Story: January 1, 1987
1st Draft: May 13, 1987
2nd Draft: June 2, 1987
"Much Rev. 2nd Draft": June 22, 1987 - this is the "Blood and Ice" rewrite. The title page still has Gerrold's credit on it, but the work was done by Wright. I think DG was already gone from the TNG writers' room by then.
 
He absolutely trashed Lost in Space. I'm mean, like this was a moral conflict and he was fighting evil. It was a bit much.
"When I think of how many people that series touched" was a little over the top. And he said it ran five years rather than three. As a kid, I was excited to read that and looked forward to the reruns of the fourth and fifth seasons. Thanks for nothing, David :rommie:
 
Coming this September:

The Tenutos are good people. They're a little hamstrung in the reporting history department because those coffee table books are all about the pictures and less about the text, so they can't always get the full story in there. Good books, though.
 
Ok, I've been digging through my books and ordering some new ones and here's what I have by way of Star Trek non-fiction now:

The Fifty Year Mission (The First 25 Years and The Next 25 Years) by Mark A. Altman and Edward Gross
The Longest Trek by Grace Lee Whitney
The Star Trek Compendium by Allan Asherman
Star Trek Concordance by Bjo Trimble
Star Trek Phase II: The Lost Series by Judith and Garfield Reeves-Stevens
Star Trek Spaceflight Chronology by Stan and Fred Goldstein
Star Trek: The Motion Picture - Inside the Art and Visual Effects by Jeff Bond and Gene Kozicki
The View from the Bridge by Nicholas Meyer

And my housemate let me borrow two DeForest Kelley biographies he has: From Sawdust to Stardust by Terry Lee Rioux and A Harvest of Memories by Kristine M. Smith.

Not that all of these will be of use for the project, some of them are just fun to have like the old Concordance.

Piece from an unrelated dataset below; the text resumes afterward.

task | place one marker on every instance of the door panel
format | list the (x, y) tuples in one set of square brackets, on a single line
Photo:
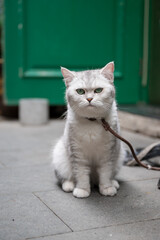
[(74, 34)]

And thanks to this thread I have a bunch more to look for. Today I found a used copy of Inside Star Trek on Thriftbooks that I ordered. I hope it's in good shape; new copies were out of my budget right now.
 
The Tenutos are good people. They're a little hamstrung in the reporting history department because those coffee table books are all about the pictures and less about the text, so they can't always get the full story in there. Good books, though.
Indeed. I was glad to have helped them out on the research for their TWOK book. Still tickles me that I've got a shout-out in an official Star Trek publication.